60. The method according to claim 59, wherein advancing the delivery catheter comprises advancing the delivery catheter while the split-frame cardiac valve is removably disposed within the delivery catheter with the axially-split tubular stent radially compressed in the rolled configuration in which a proximal end of the first free longitudinal edge is disposed more distally than a distal end of the second free longitudinal edge.

61. The method according to claim 60, wherein advancing the delivery catheter comprises advancing the delivery catheter while the split-frame cardiac valve is removably disposed within the delivery catheter with the axially-split tubular stent radially compressed in the rolled configuration in which a distance between the proximal end of the first free longitudinal edge and the distal end of the second free longitudinal edge equals at least 25% of a length of the first free longitudinal edge.

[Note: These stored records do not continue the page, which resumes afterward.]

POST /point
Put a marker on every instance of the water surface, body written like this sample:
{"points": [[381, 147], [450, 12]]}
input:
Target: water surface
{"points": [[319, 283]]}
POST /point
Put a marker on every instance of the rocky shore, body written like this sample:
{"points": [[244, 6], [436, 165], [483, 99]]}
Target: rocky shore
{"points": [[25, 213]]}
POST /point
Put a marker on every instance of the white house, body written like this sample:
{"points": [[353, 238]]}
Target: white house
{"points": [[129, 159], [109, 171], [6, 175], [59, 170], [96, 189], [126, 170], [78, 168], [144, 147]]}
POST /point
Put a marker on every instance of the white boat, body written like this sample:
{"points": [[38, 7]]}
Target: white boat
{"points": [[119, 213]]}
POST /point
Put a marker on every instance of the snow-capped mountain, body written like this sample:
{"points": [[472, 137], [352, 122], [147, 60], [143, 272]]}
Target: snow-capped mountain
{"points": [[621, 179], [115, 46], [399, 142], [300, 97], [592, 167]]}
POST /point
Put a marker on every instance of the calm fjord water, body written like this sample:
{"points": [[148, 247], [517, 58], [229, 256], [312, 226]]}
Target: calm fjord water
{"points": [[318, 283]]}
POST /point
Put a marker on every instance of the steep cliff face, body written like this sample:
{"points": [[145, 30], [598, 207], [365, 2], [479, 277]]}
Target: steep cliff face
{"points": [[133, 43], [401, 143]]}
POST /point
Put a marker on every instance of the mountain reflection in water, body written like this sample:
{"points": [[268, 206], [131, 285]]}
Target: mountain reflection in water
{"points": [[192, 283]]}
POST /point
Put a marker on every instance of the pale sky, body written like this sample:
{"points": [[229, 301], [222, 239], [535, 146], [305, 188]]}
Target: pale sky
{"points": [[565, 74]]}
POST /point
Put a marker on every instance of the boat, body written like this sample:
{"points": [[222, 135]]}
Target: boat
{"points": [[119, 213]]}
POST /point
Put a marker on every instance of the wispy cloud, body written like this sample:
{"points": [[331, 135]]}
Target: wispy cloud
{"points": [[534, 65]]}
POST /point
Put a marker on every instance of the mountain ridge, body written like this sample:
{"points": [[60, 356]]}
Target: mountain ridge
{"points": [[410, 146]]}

62. The method according to claim 60, wherein the split-frame cardiac valve further comprises (a) a shaft, which is coupled to the first free longitudinal edge, and (b) a shaft receptacle, which is coupled to the second free longitudinal edge, and wherein coupling together the first and the second free longitudinal edges comprises sliding the shaft into the shaft receptacle such that the first and the second free longitudinal edges are coupled together by the shaft and the shaft receptacle.

63. The method according to claim 62, wherein coupling together the first and the second free longitudinal edges further comprises, after sliding the shaft into the shaft receptacle, further coupling together the first and the second free longitudinal edges using one or more coupling elements selected from the group consisting of: one or more sutures and one or more anchors.

64. The method according to claim 62, wherein sliding the shaft into the shaft receptacle comprises pulling, in a proximal direction, a deployment wire that is removably coupled to a proximal end of the shaft and passes through the shaft receptacle and the delivery catheter when the split-frame cardiac valve is removably disposed within the delivery catheter.

65. The method according to claim 62, wherein the shaft receptacle is at least partially cylindrical.

66. The method according to claim 62, wherein the shaft receptacle is shaped as a partial cylinder that defines a longitudinal slot therealong.

67. The method according to claim 62, wherein the shaft is shaped so as to define one or more couplers that are configured to engage the shaft receptacle to prevent decoupling of the shaft from the shaft receptacle after insertion therein.

68. The method according to claim 62, wherein a distal end of the shaft comprises a stopper, which limits advancement of the shaft into the shaft receptacle.

69. The method according to claim 59, wherein coupling together the first and the second free longitudinal edges comprises coupling together the first and the second free longitudinal edges using one or more coupling elements selected from the group consisting of: one or more sutures and one or more anchors.